In the 1970s and 80s the baby boomer generation founded companies around them and this is exactly when the music stopped. The talented entrepreneurs went into these burgeoning industrial sectors but not into consumer goods. By the 80s the birthrate had halved and the generations that came later were just much smaller which also meant less entrepreneurs and, it’s about probabilities, really, less talented people. The need to produce consumer goods at scale and sell them abroad has never become an important topic and we live with the consequences today. I can buy Kinder Bueno in every Finnish supermarket but I can’t buy Fazer Blue or Geisha in every German supermarket (to the loss of the Germans and every other peoples to whom Finland does not export its best chocolate).

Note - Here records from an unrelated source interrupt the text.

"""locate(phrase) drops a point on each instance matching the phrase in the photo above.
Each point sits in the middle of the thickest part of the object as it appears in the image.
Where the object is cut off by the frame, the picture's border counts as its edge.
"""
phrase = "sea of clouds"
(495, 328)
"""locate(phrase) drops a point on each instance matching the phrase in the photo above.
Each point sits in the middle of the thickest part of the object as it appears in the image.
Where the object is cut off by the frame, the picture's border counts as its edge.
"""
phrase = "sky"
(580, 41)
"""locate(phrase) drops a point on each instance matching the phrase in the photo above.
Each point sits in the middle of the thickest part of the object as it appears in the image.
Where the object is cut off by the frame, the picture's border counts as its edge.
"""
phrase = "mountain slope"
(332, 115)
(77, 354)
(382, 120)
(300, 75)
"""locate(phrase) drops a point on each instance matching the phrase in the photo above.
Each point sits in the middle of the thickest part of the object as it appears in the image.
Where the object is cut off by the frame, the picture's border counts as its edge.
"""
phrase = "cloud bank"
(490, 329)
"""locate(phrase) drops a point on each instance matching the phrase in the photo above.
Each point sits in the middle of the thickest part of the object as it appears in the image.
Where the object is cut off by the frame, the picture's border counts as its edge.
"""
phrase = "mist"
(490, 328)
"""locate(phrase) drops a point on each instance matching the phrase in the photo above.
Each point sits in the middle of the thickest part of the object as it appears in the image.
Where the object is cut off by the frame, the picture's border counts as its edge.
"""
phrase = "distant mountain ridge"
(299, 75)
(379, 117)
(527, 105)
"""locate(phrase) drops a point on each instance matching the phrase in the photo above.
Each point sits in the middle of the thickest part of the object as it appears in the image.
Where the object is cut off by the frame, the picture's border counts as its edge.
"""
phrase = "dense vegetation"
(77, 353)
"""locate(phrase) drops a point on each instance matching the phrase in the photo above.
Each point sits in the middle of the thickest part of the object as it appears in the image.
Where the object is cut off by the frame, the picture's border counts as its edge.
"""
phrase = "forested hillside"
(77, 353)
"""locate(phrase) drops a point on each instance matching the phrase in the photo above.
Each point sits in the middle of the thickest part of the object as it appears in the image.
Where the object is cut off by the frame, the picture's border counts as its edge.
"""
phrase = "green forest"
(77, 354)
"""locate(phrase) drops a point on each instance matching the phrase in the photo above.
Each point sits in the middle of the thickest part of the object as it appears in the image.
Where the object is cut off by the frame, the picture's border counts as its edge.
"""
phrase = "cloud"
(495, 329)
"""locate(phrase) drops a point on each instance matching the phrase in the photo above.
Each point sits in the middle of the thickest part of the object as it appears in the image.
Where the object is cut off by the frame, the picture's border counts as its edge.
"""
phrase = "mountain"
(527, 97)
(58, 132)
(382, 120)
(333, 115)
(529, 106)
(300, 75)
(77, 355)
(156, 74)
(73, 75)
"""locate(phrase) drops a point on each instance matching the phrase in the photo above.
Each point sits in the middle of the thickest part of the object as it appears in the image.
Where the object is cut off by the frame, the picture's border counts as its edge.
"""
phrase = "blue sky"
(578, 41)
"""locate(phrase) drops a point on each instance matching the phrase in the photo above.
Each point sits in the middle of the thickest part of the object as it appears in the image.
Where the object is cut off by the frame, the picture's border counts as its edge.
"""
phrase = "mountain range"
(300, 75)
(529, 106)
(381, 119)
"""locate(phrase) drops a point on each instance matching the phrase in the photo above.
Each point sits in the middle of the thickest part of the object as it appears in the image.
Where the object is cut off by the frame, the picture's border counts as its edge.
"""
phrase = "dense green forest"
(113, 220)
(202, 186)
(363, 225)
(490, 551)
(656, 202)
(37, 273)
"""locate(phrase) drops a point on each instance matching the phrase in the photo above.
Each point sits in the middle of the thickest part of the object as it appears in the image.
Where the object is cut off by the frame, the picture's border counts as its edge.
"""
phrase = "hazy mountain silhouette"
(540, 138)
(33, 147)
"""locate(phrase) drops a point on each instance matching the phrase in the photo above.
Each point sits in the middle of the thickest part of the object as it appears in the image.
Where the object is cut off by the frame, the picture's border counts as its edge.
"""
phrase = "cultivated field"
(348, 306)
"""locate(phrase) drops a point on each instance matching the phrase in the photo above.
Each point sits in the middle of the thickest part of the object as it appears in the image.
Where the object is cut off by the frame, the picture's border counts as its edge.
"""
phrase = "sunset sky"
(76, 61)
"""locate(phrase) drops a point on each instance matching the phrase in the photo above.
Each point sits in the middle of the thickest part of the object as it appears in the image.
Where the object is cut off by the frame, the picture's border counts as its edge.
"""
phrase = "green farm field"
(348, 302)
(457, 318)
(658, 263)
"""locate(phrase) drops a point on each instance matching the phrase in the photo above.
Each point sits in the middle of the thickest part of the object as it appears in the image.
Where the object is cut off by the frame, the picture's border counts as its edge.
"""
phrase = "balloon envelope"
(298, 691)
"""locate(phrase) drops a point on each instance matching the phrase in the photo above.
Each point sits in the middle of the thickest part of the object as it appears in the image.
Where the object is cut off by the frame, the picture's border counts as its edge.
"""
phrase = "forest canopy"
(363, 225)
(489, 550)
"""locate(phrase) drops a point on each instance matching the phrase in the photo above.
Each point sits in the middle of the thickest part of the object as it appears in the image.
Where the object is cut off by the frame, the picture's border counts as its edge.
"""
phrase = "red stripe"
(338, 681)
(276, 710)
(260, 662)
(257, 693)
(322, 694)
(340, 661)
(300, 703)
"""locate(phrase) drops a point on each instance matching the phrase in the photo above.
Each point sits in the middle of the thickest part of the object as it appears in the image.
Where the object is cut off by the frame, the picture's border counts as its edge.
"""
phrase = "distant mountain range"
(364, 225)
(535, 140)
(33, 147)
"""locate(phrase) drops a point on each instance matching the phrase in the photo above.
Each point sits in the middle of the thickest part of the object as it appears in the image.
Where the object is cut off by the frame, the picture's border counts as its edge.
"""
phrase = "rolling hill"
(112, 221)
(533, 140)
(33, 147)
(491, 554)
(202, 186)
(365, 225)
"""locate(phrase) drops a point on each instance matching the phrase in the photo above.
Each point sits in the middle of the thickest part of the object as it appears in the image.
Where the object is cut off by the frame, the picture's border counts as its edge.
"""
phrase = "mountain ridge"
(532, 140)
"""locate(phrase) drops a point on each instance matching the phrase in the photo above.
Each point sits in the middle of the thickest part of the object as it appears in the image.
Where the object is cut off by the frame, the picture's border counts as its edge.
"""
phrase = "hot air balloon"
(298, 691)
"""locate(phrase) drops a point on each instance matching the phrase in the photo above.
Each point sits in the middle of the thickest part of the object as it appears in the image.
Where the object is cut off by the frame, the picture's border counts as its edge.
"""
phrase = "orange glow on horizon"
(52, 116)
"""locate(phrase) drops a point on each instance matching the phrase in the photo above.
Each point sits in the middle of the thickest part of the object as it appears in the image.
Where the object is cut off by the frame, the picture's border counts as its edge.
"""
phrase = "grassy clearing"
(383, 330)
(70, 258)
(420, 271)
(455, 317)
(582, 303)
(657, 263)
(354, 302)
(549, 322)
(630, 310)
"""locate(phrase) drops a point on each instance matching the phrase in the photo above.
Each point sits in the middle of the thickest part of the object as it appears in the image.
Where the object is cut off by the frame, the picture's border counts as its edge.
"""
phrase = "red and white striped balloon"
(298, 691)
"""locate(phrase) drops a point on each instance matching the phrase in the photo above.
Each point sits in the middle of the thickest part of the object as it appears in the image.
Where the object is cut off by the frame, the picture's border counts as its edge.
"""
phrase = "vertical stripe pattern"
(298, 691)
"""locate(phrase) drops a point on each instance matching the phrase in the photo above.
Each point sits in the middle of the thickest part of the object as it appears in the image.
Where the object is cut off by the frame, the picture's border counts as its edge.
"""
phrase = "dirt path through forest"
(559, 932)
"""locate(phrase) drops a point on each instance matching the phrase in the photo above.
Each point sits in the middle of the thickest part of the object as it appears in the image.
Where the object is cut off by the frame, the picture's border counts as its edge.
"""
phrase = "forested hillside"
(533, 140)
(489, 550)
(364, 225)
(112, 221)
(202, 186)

What’s the bottomline? That it is not a mystery why Finland has fallen behind since the financial crisis. And that the problems most political warriors fight about are completely irrelevant and their solutions aren’t going to fix anything. Until Finland starts exporting consumer goods on a much larger scale and its service businesses expand abroad on a much larger scale and Finns catch up with the modern meaning of entrepreneurship, Finland will underperform. But given the demographic trajectory we are on, no one should expect any vibrancy in the future. If anything, things will ossify even more.